The conceit here is about as traditional as you can get: you play a police inspector called to a country manor to investigate the suspicious death of a peer of the realm, and you’ve got to identify which of a quartet of suspects (the conniving widow, the vicious son, the grasping brother, or of course the supercilious butler) did the deed. The game discloses that the solution is randomized each time, so while e.g. the widow is always portrayed as conniving, only one time out of four does this tip over into a murderous motivation.

As you can tell from the characters straight out of central casting (the butler’s even named Jeeves), the milieu is spot on, and the writing is full of cheerfully over the top Britishisms that I quite enjoyed – the brother is described as wearing a “pompous cravat and tweedy, shoulder-patched green shooting jacket,” which definitely conjures the character. This is where the randomized nature of the game starts to pose problems, though, as every character is described in dark, unpleasant terms, even if that seems to make little sense. Here’s the ten-year-old son, Jimmy: “piercing, piggy blue eyes stare back at you fiercely. You get the impression he totally despises the police and you in particular. He’s probably guilty as Hell!” I mean, steady on there, matey, he’s not even a tween.
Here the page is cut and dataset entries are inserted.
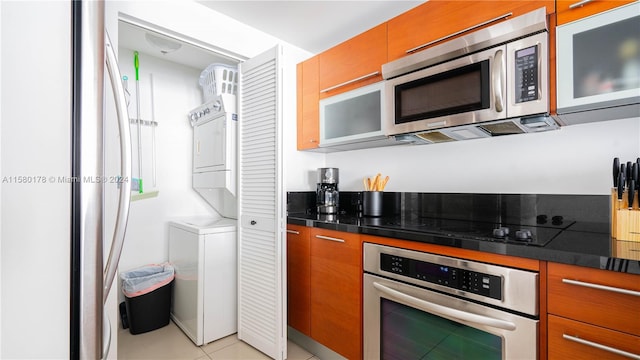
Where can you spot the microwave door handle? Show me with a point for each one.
(497, 81)
(445, 311)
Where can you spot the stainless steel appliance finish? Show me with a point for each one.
(603, 84)
(490, 309)
(327, 196)
(488, 83)
(91, 279)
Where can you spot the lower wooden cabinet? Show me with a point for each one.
(599, 297)
(570, 339)
(592, 314)
(298, 276)
(336, 288)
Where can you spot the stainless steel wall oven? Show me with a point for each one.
(424, 306)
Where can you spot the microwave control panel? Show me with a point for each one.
(526, 74)
(451, 277)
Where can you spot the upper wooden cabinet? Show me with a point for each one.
(437, 19)
(308, 111)
(570, 10)
(353, 63)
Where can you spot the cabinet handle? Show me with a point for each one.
(420, 47)
(375, 73)
(601, 347)
(602, 287)
(579, 4)
(329, 238)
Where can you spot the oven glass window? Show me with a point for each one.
(408, 333)
(615, 66)
(456, 91)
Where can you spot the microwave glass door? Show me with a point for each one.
(599, 59)
(409, 333)
(455, 91)
(470, 89)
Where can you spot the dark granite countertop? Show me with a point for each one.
(588, 243)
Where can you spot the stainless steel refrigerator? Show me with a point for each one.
(57, 263)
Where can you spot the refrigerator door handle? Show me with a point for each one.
(125, 168)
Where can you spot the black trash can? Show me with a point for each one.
(147, 292)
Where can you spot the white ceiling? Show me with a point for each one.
(314, 26)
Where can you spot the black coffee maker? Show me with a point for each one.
(327, 191)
But in order for the randomization to work, everyone has an equally-plausible motive, and everyone has a key to the gun cupboard (yes, even little Jimmy) which I thought felt artificial – at least give us one character who doesn’t seem to have a reason to off the Major!

The investigation is also less fun than I wanted it to be, though here the randomization is only partly to blame. There isn’t any physical evidence to examine, nor are there any clues to uncover or forensic details to analyze. Solving the mystery reduces to asking every character about their alibi, then doing another round to ask about everyone else’s alibi to see who’s the odd one out. This is made slightly more difficult by the fact that the murderer, of course, is happy to lie, and by the fact that I found some of the clues ambiguous, though possibly that’s down to me not fully understanding the manor’s layout rather than fuzzy writing. The alibis are also functionally the same in repeat playthroughs (like, maybe the brother will be writing a novel instead of smoking a pipe, but he’s always in the drawing room and always relies on Jimmy for corroboration), making the investigation feel repetitive even though the ultimate culprit may be different. This is especially the case because after the first run-through, which took maybe ten minutes, I managed subsequent replays in maybe two minutes apiece since there are so few things that need doing.

All of which is to say that while Picton Murder Mystery works fine and supports at least one or two fun go-rounds, the nut of the tightly-plotted but randomized mystery remains uncracked, and I’d personally trade it for a non-replayable but deeper investigation with the same setting and characters in a heartbeat.